Grenn accepted the ruling, and said he would sell his pig to give Ifania the money that very day. Here S did something especially smart: He refused to let Grenn make the sale, realizing that the pig was an asset that Grenn had already committed to supporting Ifania and her kids. Selling it to give her cash would not help her. Instead, S convinced Ifania to let Grenn owe her the money, paying her out of his earnings when he returned from Pòtoprens.
What was most striking in it all was the authority that S was able to wield. He has no official status in Nan Mango, or anywhere else for that matter, but he was accepted as judge and jury. One can’t help but feeling that if he had hiked up the hill on his own, things would have been different. But instead he came to a secluded, rural neighborhood at the head of a team of four men on motorcycles.

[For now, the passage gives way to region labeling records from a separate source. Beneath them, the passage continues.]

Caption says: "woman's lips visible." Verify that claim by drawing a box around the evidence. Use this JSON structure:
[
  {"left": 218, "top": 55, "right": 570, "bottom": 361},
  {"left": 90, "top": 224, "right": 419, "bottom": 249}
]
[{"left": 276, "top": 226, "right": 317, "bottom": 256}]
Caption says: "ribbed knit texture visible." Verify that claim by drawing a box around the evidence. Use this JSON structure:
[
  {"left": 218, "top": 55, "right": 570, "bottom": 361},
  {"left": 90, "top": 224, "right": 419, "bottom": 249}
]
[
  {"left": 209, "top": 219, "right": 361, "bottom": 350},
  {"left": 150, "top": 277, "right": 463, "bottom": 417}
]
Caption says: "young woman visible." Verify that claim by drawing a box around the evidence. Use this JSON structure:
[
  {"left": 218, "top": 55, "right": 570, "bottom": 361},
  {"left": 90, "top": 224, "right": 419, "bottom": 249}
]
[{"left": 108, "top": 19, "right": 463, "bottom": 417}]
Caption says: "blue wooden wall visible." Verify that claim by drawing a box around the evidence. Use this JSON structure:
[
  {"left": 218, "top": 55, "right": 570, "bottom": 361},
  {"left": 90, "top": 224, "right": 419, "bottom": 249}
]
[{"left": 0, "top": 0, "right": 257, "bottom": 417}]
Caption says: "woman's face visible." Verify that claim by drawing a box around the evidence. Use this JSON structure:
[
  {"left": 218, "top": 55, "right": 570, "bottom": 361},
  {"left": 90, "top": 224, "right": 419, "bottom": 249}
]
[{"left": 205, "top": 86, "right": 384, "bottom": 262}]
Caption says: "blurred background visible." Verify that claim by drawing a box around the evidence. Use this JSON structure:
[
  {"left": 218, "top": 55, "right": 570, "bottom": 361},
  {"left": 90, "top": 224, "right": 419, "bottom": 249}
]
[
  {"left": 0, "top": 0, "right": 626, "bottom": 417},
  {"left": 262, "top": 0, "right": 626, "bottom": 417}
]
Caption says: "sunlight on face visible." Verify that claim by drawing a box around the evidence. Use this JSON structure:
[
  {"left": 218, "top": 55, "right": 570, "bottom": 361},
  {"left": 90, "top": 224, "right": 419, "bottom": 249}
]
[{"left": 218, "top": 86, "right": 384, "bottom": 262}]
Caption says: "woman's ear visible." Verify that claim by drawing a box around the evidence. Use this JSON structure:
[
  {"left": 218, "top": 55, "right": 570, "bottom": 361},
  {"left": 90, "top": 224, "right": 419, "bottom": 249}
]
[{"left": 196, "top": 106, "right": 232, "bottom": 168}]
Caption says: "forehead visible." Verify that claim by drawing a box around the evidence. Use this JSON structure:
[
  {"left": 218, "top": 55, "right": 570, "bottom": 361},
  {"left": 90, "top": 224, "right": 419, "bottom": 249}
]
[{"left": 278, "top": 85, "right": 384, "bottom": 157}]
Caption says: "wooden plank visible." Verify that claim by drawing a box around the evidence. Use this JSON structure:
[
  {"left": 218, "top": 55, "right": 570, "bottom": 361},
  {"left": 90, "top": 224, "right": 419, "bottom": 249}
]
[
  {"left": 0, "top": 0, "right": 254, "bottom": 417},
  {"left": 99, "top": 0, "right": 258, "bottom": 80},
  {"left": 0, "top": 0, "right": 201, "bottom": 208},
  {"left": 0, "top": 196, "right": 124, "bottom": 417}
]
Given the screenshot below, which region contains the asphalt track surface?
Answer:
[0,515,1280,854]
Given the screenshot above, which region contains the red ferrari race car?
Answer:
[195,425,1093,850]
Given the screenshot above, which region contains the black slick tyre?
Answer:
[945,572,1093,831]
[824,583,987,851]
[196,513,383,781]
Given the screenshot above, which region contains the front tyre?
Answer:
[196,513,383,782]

“Gwo ponyèt” means “big fist.” It’s used to refer to a show of force. My last words, after the matter was settled, and the only words I said at the meeting, were that as a foreigner it was not my place to make decisions for Haitians, but that my team’s job was to support families who are in a bad way. I added that if I needed to come up the mountain with four or five guys to do that, I would. If I needed ten or twenty or thirty, I’d do that too. It was meant to be taken as a threat, and I spoke it looking Grenn right in the eyes. I said that, as far as I understood things, he and Ifania had come to an agreement, but that nothing like this better happen again.
We then got up to leave, and were careful to shake hands with Grenn and wish him well. We may be naïve, but we are hoping that Ifania and he can patch things up. He and Ifania have been together for seven years, and Martinière has said that Grenn was previously one of the most cooperative of the husbands he works with. He helps take care of Ifania’s animals together with the one or two that he has added to their stock and is cheerfully helping her build her house. Martinière hasn’t seen signs of previous abuse, and none were mentioned at our informal trial. It is certain that Ifania will have a better chance to succeed with a partner’s help, so if, through a combination of coaxing and intimidation, we can get Grenn back on her side, it is likely to be for the best.